If you are CMV negative you may want to only have a negative donor but there are far fewer of these donors to choose from.

The reason they may be dismissing it is that the donors can only have a CMV blood test but they cannot confirm if the egg or sperm (depending what donor people are using) would definitely test the same as the blood.
Apparently the chances of a CMV infection being passed and that infection then causing abnormalities in a baby is thought to be very very slight.

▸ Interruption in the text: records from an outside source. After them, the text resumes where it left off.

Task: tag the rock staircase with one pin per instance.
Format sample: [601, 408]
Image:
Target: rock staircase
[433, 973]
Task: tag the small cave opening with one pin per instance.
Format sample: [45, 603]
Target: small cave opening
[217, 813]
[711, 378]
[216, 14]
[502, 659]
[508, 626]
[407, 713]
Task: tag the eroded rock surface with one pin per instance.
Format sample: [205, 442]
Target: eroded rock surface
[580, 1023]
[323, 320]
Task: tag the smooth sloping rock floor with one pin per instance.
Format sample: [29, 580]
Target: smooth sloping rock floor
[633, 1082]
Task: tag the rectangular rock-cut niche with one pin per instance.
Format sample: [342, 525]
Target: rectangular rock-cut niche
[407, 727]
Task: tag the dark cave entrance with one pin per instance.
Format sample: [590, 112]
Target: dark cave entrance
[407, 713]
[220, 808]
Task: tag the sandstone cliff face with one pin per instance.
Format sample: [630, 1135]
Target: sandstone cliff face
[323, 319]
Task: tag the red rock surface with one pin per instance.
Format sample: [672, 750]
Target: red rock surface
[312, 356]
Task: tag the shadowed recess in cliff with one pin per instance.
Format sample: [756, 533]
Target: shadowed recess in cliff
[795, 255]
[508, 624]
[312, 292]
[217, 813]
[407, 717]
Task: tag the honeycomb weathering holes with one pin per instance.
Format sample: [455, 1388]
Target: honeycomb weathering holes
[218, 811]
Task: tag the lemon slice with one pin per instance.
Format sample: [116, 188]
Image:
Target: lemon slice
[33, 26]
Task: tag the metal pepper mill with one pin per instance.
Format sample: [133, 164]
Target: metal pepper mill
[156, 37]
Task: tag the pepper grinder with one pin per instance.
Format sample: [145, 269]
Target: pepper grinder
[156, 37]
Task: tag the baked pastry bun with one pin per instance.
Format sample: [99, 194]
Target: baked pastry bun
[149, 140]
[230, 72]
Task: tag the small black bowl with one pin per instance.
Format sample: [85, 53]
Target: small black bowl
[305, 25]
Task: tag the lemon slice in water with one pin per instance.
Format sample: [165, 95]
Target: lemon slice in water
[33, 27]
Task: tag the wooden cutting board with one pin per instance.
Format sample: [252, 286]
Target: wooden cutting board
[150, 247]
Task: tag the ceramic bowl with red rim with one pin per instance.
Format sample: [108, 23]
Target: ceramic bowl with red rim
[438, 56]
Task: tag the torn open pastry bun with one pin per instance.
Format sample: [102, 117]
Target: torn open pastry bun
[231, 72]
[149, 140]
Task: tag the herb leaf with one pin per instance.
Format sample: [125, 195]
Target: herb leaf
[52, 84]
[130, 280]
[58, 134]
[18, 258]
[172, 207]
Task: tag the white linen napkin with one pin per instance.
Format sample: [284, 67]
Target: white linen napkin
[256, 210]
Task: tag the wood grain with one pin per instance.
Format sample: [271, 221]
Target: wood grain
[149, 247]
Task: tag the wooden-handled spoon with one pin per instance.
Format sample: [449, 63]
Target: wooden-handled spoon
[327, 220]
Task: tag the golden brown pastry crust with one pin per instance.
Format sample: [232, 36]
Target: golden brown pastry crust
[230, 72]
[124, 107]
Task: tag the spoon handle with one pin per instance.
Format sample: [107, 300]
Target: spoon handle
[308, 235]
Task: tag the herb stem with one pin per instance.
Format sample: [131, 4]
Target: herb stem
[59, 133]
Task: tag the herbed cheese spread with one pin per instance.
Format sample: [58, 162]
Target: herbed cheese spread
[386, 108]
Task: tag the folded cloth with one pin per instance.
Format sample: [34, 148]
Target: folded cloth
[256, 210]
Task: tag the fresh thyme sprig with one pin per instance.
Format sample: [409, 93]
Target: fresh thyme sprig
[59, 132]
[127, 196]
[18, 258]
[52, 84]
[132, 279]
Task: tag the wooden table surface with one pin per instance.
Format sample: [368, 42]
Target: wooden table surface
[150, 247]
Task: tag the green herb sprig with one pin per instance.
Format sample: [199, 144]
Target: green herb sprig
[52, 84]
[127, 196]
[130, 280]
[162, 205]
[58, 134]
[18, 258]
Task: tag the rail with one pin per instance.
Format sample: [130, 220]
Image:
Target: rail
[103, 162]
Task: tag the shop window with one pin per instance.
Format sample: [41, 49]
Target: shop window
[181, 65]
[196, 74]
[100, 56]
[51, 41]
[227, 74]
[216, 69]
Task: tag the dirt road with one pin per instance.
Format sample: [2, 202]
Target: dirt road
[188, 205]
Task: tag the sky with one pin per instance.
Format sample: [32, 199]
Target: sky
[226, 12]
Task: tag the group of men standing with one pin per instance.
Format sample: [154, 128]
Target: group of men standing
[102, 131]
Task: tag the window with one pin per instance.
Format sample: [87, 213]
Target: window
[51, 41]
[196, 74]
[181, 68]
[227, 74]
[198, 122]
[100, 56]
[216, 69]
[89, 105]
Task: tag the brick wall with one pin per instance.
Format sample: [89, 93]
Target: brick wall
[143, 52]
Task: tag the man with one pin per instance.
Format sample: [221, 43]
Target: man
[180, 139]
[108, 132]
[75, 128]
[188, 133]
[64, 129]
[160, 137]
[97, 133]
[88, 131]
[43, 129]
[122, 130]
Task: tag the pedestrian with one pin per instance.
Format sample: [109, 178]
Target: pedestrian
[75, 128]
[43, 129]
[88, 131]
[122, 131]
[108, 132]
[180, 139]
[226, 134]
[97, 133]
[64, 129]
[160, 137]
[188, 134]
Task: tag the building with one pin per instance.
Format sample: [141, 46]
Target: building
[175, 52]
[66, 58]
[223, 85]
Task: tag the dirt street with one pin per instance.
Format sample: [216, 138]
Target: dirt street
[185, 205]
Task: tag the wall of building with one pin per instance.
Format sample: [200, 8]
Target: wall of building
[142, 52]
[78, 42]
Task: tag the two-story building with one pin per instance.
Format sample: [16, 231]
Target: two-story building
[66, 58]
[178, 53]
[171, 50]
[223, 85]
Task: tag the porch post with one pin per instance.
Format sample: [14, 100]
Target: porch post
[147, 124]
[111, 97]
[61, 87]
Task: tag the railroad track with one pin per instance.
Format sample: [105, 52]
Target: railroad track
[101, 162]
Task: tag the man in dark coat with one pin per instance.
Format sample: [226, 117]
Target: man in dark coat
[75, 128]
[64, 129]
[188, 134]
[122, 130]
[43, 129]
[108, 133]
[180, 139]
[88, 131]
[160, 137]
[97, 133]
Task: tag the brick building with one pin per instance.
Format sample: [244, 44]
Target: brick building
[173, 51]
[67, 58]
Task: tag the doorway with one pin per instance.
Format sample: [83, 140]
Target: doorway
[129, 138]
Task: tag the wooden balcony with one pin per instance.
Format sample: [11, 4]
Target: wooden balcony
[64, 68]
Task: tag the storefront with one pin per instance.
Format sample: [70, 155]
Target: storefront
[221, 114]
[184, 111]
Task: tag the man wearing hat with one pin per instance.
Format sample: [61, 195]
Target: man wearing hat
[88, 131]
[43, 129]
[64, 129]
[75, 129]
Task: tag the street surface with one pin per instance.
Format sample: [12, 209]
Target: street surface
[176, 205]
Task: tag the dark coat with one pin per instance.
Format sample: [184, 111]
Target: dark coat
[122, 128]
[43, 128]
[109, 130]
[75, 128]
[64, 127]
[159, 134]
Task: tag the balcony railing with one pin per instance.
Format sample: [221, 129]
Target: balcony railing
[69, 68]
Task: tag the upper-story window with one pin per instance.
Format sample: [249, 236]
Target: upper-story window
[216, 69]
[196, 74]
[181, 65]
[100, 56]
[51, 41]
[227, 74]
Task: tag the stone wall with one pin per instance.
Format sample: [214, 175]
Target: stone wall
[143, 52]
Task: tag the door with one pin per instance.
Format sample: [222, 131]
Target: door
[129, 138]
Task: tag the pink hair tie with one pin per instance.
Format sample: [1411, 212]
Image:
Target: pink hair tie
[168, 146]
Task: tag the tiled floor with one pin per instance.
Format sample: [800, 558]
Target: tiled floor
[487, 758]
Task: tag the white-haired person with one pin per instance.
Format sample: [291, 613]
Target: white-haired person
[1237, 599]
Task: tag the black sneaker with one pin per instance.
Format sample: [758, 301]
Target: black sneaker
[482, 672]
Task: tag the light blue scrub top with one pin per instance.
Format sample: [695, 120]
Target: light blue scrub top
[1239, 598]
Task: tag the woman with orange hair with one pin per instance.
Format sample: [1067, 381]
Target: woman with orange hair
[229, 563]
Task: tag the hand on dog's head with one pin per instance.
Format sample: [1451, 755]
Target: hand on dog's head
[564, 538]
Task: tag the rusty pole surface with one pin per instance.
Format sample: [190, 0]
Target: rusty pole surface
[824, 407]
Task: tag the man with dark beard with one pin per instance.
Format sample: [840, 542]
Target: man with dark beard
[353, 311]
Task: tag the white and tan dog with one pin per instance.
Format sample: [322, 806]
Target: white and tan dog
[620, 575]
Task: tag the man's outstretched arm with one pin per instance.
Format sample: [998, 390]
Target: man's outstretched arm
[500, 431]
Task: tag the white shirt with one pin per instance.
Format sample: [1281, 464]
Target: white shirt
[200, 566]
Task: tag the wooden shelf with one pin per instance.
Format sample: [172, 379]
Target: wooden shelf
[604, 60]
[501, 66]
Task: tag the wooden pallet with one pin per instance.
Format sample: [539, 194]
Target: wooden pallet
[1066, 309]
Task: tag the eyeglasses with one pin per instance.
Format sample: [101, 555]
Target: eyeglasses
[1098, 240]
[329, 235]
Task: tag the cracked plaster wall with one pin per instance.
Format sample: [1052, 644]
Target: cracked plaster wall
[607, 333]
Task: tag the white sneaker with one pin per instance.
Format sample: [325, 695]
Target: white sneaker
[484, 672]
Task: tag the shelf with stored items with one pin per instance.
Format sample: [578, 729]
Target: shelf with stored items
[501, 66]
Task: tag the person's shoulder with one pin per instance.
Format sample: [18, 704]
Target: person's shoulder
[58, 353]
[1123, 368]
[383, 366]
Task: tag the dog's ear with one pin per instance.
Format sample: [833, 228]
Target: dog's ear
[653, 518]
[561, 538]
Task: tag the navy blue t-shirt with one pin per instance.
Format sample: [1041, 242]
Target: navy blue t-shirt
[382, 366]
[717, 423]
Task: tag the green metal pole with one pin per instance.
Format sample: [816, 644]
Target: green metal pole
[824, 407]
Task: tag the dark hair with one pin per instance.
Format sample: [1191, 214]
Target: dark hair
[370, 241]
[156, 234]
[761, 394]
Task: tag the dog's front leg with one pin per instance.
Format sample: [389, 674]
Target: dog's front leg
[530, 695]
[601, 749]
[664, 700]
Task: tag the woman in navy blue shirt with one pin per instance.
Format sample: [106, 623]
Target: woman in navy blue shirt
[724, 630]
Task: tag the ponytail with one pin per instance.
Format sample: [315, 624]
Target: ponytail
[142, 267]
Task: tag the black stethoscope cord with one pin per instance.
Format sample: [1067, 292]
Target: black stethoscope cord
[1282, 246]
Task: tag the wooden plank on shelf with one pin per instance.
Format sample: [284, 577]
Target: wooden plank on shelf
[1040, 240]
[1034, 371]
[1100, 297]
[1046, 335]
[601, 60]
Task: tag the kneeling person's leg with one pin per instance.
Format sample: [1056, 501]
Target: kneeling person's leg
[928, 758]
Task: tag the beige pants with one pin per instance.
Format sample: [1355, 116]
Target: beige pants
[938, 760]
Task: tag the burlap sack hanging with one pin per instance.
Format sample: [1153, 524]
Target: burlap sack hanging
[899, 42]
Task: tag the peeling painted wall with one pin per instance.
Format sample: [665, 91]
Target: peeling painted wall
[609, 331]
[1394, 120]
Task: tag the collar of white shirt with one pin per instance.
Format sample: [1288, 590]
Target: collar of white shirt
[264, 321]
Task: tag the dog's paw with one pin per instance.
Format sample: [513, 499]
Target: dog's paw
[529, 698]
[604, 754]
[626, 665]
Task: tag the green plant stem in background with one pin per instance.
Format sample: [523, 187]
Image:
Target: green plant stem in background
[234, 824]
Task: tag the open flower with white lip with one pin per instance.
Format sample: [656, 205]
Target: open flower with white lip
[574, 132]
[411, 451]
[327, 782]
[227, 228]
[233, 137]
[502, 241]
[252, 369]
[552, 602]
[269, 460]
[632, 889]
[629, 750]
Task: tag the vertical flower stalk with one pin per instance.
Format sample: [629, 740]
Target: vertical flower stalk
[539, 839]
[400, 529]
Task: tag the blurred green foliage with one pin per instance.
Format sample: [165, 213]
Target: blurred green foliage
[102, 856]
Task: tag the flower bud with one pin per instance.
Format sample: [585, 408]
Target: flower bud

My clinic still do the test but are not overly concerned about the results either way

Hope that helps and hope it hasn't just confused you even more!


----------



## karen81 (Jan 11, 2009)

i`m a donor egg and i don`t know my CMV but i know my possibly recipient is negative .... so it means if i`m positive i cannot share with her...right? or can i share with her anyway


----------



## flipper123 (Sep 29, 2011)

That's up to her, she will find it difficult to find a CMV negative donor so she will have to decide and I suppose it depends on what advice the clinic are giving her


----------



## karen81 (Jan 11, 2009)

....will find if i`m positive or negative first.... thanx for the advice !!!


----------



## vickym1984 (Jan 29, 2009)

I had to do it, I think my clinic had quite a few CMV negative recipients at the top of their list (waiting for a neg donor I guess) as I had to wait a few weeks, whilst they checked and waited for people to get back to them (and they said it was re my BMI and my CMV status, which is positive) before finally getting a match 4 weeks later (doersn't sound that long now, did then lol)


----------



## GemH (Jun 15, 2012)

Hiya Karen, are you sure CRM didn't test for CMV as I'm sure they test this for everyone that egg share.. Though I didn't ask if I'm positive or negative I do know it was part of the blood test at the beginning when i ha the consultation. I didn't have to pay for any blood test either   or you may mean you paid CRM to take your medical notes over.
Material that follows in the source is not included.